In this video Charlie Hunt explains the history and implementation of this new feature. The video is not actually about Compact Strings. Compact Strings are only introduced as a case study to explain how with a lot of work, the three legged stool of, latency, throughput and memory footprint can all be improved together.
If you have the time I definitely recommend watching the whole video - although the actual part on Compact Strings start at 26:24.
If you want a 5 minute overview here are the highlights:
- String density (JEP 254 Compact Strings) is a feature of JDK 9.
- Aims were to reduce memory footprint without affecting any performance - latency or throughput as well maintaining full backward compatibility.
- JDK 6 introduced compressed strings but this was never brought forward into later JVMs. This is a complete rewrite.
- To work out how much memory could be saved 960 disparate java application heap dumps were analysed.
- Live data size of the heap dumps were between 300MB and 2.5GB.
- char[] consumed between 10% and 45% of the live data
- vast majority of chars were only one byte in size (i.e. ASCII)
- 75% of the char arrays were 35 chars or smaller
- On average reduction in application size would be 5-15% (reduction in char[] size about 35-45% because of header size)
- The way it will be implemented is that if all chars in the String use only 1 byte (the higher byte is 0) then a byte[] will be used rather than char[] (IS0-8859-1/Latin1 encoding). There will a leading bye to indicate which encoding was used.
- UTF8 not used because it supports variable length chars and is therefore not performant for random access.
- private final byte coder on the String indicates the encoding.

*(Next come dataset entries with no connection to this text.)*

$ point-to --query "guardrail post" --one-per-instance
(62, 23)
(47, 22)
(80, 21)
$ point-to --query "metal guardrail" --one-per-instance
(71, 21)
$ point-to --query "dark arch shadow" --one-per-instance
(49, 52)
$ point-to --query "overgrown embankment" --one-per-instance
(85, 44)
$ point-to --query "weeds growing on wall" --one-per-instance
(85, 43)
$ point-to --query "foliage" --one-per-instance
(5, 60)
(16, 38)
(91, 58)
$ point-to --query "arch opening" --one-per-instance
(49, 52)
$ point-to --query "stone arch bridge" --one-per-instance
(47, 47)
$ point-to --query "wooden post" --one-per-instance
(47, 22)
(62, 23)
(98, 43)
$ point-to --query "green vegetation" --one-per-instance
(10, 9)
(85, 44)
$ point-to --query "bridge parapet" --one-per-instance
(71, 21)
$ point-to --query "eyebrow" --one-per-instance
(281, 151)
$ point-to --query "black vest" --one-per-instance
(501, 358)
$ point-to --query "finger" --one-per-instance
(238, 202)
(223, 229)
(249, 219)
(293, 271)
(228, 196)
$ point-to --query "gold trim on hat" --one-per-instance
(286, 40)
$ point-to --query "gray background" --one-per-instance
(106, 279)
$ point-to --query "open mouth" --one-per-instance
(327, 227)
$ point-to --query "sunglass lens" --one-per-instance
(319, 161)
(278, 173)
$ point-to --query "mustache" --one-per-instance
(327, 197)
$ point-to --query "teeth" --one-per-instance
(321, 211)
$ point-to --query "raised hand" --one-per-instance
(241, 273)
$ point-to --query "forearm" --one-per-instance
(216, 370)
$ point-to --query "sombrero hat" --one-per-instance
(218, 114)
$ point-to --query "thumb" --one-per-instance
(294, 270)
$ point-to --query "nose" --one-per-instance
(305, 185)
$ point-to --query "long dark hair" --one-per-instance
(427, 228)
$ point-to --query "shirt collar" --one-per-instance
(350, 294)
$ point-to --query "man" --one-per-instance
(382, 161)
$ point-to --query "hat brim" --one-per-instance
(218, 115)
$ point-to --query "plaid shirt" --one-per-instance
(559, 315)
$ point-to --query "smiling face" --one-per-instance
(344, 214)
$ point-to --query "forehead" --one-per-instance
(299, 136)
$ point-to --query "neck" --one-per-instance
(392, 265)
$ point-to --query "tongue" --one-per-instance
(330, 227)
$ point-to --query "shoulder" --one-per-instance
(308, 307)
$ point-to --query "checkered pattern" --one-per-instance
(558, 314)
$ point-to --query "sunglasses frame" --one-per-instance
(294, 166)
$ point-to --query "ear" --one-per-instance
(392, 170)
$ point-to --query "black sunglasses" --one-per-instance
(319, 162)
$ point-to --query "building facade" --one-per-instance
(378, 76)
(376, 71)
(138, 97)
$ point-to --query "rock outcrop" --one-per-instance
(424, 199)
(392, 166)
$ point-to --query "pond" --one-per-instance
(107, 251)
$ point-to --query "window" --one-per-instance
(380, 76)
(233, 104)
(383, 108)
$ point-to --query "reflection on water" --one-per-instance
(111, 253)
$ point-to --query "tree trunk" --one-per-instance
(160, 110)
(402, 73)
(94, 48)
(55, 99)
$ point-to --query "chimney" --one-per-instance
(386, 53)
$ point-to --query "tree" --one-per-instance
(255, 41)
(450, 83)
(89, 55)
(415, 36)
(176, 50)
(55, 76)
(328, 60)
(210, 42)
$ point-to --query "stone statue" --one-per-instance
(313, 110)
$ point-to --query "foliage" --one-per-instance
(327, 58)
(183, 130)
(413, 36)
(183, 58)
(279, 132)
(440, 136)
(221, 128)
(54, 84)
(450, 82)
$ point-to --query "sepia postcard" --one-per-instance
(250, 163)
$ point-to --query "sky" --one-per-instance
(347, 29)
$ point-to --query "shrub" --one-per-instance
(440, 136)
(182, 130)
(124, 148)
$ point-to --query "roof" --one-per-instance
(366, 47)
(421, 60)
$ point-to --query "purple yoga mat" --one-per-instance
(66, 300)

Note the room to support many more encodings in the future.
- For all 64 bit JVMs no extra memory was needed for the extra field because of the 'dead' space needed for 8 byte object alignment.
- Throughput doesn't suffer as tested with 400 JMH benchmarks available online.
- The reason for this is that String is highly optimized in that there 55 specific JVM features for String alone.
- Latency also improved tested with industry benchmark SPECjbb2015 also regression tested on SPECjbb2005
- Feature can be enabled and disabled with -XX:+CompactStrings but will be enabled by default.